Forgiveness is one of the really difficult things in life. The logic of receiving hurt seems to run in the direction of never forgetting either the hurt or the hurter. When you forgive, some deeper, divine generosity takes over. When you forgive, then you are free. When you cannot forgive, you are a prisoner of the hurt done to you. If you are really disappointed in someone and you become embittered, you become incarcerated inside that feeling. Only the grace of forgiveness can break the straight logic of hurt and embitterment. It gives you a way out … You begin to see and understand the conditions, circumstances, or weakness that made the other person act as they did.
– John O’Donohue,Eternal Echoes
Forgiveness, for many of us, is one of the toughest spiritual lessons.
“I was so hurt!”
“They had no right!.”
“It is unforgivable.”
There is some sort of pleasure that we extract in being the victim. It’s almost like a drug. “Look at me, I was so hurt.” And there is a momentary rush.

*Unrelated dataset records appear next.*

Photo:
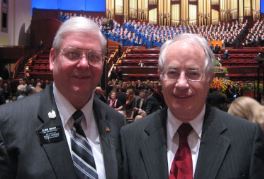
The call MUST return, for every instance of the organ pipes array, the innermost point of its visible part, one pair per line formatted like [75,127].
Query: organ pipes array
[173,12]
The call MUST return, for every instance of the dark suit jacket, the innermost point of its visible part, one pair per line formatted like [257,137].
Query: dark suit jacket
[230,148]
[24,156]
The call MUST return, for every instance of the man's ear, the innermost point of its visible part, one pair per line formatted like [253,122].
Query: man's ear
[52,57]
[211,77]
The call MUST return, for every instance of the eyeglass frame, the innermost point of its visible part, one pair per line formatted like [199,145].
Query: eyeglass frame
[164,74]
[84,53]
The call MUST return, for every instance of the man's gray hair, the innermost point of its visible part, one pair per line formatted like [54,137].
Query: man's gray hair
[78,24]
[193,39]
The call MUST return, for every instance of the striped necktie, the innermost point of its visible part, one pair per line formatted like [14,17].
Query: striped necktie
[82,155]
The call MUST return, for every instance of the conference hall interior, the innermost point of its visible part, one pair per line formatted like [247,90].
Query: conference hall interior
[135,30]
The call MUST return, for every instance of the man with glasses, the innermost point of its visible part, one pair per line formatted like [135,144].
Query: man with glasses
[190,139]
[64,132]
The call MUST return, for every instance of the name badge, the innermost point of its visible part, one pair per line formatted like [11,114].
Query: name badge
[50,135]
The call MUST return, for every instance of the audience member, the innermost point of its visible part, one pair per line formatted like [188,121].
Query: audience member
[190,139]
[64,131]
[248,108]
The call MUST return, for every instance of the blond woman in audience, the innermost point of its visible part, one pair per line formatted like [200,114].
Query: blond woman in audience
[248,108]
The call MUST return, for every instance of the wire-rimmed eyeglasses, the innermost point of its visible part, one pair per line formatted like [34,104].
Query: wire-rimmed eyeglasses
[192,74]
[75,54]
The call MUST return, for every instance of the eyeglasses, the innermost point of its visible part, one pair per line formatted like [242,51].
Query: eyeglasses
[75,54]
[190,74]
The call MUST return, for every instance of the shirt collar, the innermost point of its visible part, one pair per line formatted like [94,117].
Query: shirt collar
[66,109]
[173,124]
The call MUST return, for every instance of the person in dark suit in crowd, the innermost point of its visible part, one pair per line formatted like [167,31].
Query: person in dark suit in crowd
[218,145]
[39,135]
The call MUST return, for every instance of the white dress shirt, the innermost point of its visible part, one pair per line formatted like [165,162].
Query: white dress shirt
[89,127]
[194,138]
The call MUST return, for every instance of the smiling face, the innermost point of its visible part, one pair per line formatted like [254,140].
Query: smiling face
[185,98]
[76,80]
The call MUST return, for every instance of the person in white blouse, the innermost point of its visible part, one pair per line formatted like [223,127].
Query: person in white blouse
[218,145]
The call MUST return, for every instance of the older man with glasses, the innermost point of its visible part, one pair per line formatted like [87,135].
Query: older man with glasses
[64,132]
[190,139]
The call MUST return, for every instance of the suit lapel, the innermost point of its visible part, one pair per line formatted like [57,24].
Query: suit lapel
[108,149]
[58,153]
[214,146]
[153,148]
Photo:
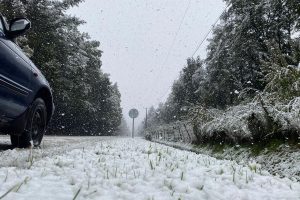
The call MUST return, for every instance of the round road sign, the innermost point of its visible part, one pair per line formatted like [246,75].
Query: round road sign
[133,113]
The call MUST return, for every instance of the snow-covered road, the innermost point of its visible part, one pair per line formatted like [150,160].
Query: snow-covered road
[123,168]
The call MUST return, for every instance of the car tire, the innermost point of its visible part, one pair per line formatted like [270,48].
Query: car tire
[35,126]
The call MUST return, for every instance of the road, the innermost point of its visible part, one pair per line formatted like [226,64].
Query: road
[125,168]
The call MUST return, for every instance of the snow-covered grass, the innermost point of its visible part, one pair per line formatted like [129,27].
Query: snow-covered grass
[120,168]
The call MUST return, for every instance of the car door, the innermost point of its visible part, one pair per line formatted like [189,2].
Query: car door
[15,80]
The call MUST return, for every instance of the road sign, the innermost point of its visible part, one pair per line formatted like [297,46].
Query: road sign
[133,113]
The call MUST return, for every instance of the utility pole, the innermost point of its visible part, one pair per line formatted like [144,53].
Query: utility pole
[146,120]
[132,127]
[133,113]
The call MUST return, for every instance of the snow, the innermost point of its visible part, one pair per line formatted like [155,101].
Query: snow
[123,168]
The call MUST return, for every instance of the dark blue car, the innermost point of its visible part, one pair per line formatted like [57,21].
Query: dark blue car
[26,103]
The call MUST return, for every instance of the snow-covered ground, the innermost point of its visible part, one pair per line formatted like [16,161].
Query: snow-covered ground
[123,168]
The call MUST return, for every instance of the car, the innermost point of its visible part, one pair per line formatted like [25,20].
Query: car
[26,100]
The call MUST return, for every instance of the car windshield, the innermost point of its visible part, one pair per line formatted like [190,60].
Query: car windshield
[150,99]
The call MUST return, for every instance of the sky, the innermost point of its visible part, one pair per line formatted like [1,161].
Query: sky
[145,43]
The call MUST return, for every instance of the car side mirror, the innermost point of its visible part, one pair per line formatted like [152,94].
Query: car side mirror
[18,27]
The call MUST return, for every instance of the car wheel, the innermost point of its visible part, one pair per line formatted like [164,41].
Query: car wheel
[35,127]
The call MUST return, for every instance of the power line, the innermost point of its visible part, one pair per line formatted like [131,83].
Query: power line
[198,47]
[210,30]
[176,34]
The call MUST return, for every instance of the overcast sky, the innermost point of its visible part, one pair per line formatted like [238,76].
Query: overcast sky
[136,36]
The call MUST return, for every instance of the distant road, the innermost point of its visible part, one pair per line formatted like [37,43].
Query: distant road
[123,168]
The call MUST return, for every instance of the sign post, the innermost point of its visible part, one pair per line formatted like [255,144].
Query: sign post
[133,113]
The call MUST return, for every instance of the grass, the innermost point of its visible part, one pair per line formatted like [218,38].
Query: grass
[77,193]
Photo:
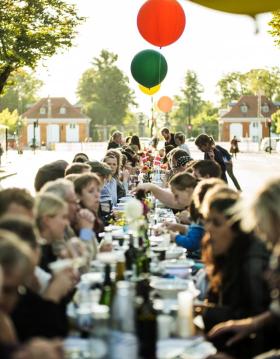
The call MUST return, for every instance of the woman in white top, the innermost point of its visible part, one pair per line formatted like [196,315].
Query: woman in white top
[180,139]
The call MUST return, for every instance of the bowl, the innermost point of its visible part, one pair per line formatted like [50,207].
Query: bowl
[125,199]
[174,253]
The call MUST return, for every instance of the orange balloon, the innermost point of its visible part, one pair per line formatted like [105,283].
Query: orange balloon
[165,104]
[161,22]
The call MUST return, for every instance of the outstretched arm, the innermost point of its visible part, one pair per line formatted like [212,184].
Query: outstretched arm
[164,195]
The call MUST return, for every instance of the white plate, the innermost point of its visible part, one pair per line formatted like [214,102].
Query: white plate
[124,199]
[178,263]
[193,348]
[94,277]
[174,253]
[82,348]
[169,288]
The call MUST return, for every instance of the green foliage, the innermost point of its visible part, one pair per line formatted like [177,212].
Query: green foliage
[103,91]
[20,91]
[31,30]
[189,104]
[235,84]
[276,121]
[275,25]
[206,121]
[10,119]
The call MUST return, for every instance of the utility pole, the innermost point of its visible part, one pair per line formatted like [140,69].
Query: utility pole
[269,133]
[35,124]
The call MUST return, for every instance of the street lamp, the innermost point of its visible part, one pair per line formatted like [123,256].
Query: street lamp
[269,133]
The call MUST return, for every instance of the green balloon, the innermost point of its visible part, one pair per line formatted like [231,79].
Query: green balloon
[148,68]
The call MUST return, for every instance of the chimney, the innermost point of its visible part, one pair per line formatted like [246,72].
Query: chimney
[49,107]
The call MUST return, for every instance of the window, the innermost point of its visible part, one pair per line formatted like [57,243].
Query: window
[265,108]
[244,108]
[62,110]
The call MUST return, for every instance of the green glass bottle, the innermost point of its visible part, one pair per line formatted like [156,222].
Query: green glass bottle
[108,288]
[146,322]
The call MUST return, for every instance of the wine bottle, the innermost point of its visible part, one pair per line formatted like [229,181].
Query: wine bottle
[130,254]
[146,320]
[108,288]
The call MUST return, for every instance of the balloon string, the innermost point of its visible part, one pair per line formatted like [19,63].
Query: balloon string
[256,24]
[159,67]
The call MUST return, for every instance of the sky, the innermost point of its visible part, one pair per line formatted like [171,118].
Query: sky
[213,44]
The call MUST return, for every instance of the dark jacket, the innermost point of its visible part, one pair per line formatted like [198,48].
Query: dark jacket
[171,141]
[113,145]
[242,294]
[35,316]
[218,156]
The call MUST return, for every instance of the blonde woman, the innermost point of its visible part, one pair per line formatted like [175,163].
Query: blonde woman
[52,221]
[264,217]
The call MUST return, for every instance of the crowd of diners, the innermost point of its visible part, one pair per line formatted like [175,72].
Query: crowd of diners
[236,243]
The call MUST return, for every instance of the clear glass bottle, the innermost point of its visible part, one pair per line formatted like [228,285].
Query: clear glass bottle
[98,343]
[108,288]
[122,338]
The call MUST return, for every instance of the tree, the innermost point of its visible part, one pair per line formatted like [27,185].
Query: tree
[231,87]
[235,84]
[31,30]
[275,24]
[10,119]
[20,91]
[276,121]
[189,104]
[103,91]
[206,121]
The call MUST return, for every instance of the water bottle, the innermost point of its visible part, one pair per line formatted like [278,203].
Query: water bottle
[84,315]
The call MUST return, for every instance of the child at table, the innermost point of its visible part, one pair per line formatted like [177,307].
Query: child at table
[191,239]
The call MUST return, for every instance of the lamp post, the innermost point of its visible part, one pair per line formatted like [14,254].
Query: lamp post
[269,133]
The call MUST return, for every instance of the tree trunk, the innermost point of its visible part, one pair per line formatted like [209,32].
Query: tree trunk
[4,75]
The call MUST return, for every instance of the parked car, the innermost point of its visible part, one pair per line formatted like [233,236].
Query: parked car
[265,145]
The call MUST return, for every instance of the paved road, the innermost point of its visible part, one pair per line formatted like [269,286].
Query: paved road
[251,169]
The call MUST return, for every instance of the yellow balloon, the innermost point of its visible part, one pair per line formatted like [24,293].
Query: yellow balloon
[150,91]
[249,7]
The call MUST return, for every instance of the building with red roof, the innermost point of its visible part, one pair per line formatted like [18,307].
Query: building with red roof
[247,118]
[53,120]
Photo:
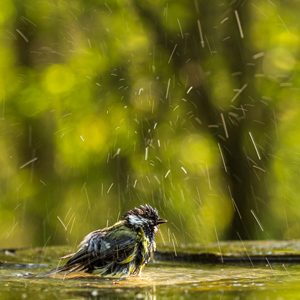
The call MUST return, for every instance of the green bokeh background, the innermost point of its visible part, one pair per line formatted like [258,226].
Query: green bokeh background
[98,116]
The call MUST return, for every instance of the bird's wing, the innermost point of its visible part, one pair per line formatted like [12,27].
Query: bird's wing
[103,246]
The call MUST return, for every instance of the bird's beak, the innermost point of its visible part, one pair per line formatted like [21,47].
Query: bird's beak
[160,221]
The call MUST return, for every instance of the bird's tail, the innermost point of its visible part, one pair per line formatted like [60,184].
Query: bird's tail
[54,271]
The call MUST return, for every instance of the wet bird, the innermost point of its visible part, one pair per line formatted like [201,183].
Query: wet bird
[118,251]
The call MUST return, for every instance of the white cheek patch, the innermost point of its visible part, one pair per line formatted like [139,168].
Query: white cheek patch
[134,220]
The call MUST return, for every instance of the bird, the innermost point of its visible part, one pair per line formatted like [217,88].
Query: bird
[117,251]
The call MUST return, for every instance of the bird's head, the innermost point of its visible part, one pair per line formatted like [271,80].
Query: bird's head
[144,216]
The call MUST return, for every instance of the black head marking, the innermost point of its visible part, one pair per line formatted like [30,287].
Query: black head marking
[144,213]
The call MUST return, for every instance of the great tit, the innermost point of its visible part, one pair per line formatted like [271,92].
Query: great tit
[117,251]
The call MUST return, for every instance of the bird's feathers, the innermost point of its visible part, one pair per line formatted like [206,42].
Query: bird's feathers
[119,250]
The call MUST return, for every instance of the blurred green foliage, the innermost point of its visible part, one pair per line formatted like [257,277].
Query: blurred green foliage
[97,116]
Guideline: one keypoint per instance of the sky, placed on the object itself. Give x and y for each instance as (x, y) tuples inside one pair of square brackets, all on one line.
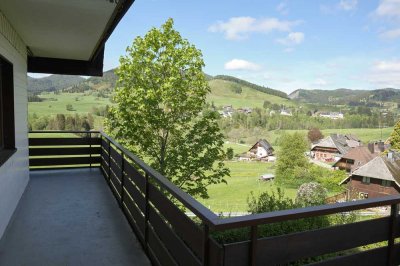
[(285, 45)]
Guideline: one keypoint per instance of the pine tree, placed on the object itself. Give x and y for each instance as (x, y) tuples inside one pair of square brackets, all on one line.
[(395, 137)]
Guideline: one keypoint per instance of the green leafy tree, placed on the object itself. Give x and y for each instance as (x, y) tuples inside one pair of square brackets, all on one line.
[(229, 153), (395, 137), (159, 114), (310, 194), (60, 118), (291, 156)]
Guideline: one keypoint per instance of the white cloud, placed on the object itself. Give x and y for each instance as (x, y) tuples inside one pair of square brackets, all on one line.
[(320, 82), (293, 38), (385, 74), (391, 34), (283, 8), (348, 5), (239, 64), (238, 28), (389, 8)]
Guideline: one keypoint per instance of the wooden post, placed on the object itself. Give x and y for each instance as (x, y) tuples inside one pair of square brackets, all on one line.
[(253, 245), (394, 213), (146, 214), (122, 179), (206, 244), (109, 162)]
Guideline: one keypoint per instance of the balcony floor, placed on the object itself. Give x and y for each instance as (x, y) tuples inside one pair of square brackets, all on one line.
[(69, 217)]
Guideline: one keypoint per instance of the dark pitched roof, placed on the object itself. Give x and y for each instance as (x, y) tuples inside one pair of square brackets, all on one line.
[(361, 155), (263, 143), (343, 143), (381, 167)]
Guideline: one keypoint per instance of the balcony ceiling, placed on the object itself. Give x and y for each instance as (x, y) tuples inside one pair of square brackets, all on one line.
[(65, 29), (58, 28)]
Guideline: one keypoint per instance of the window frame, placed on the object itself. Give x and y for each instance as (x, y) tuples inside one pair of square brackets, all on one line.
[(7, 115), (366, 180), (386, 183)]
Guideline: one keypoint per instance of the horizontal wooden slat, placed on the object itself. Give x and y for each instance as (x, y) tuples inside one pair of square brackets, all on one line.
[(116, 170), (63, 141), (216, 253), (135, 213), (114, 188), (63, 161), (116, 156), (64, 151), (372, 257), (159, 250), (134, 175), (292, 247), (178, 249), (135, 194), (182, 224)]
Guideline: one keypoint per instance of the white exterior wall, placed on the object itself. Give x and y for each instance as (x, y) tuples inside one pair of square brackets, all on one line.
[(261, 152), (14, 173)]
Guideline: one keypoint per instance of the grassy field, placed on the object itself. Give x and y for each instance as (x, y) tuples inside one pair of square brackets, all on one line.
[(56, 104), (222, 94), (232, 197)]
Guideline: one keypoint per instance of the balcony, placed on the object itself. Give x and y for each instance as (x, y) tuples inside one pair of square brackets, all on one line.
[(70, 216)]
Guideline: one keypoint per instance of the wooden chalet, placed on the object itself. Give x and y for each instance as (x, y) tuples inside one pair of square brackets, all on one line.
[(377, 178), (261, 150), (333, 147), (355, 158)]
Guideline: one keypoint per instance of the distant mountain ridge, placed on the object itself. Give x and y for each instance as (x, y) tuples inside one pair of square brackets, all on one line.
[(345, 96), (57, 82), (52, 83)]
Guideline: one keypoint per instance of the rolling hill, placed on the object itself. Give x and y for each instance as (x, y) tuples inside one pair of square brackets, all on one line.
[(345, 96), (225, 90)]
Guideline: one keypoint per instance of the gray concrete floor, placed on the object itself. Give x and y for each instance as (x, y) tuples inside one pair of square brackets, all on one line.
[(69, 217)]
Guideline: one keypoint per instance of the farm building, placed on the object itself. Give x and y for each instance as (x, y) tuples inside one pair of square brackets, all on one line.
[(355, 158), (261, 150), (333, 147), (377, 178)]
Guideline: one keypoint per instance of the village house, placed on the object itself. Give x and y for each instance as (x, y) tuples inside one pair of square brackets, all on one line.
[(377, 178), (333, 147), (357, 157), (332, 115), (286, 112), (261, 150)]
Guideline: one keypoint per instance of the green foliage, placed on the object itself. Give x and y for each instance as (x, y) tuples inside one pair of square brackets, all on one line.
[(310, 194), (291, 157), (159, 112), (229, 153), (395, 137)]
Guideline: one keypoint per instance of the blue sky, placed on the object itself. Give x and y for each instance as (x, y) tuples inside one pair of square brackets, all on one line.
[(286, 44)]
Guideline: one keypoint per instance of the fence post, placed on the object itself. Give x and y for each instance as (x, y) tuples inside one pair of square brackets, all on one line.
[(122, 180), (146, 214), (253, 245), (90, 149), (109, 162), (394, 213), (206, 244)]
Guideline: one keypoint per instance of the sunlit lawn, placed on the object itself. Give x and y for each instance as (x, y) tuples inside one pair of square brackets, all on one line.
[(232, 197)]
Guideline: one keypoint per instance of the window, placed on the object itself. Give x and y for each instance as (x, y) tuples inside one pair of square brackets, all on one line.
[(7, 126), (366, 179), (386, 183)]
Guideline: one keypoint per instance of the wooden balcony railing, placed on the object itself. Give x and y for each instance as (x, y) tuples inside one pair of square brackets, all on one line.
[(169, 237)]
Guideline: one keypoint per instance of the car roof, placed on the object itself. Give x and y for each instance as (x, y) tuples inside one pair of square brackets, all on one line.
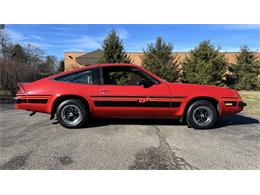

What is very hard to realize is that when we play the victim, we replay the hurt over and over again. The path out of this endless loop is forgiveness. And lip service to forgiveness will not accomplish the task. There has to be a true recognition that the one or ones that hurt us came to that place in a set of circumstances that may be beyond our understanding. DNA, environment, physical circumstances, and events way beyond our knowledge all may have had influence in perpetrating the hurt upon us.
The physical universe is most often not a warm and cuddly place. We will be hurt, and that is inevitable. Our attitude of forgiveness about the hurt, and the hurter, allow us to move on and not re-experience the hurt repeatedly. And we have achieved a huge spiritual breakthrough when we can naturally adopt this posture.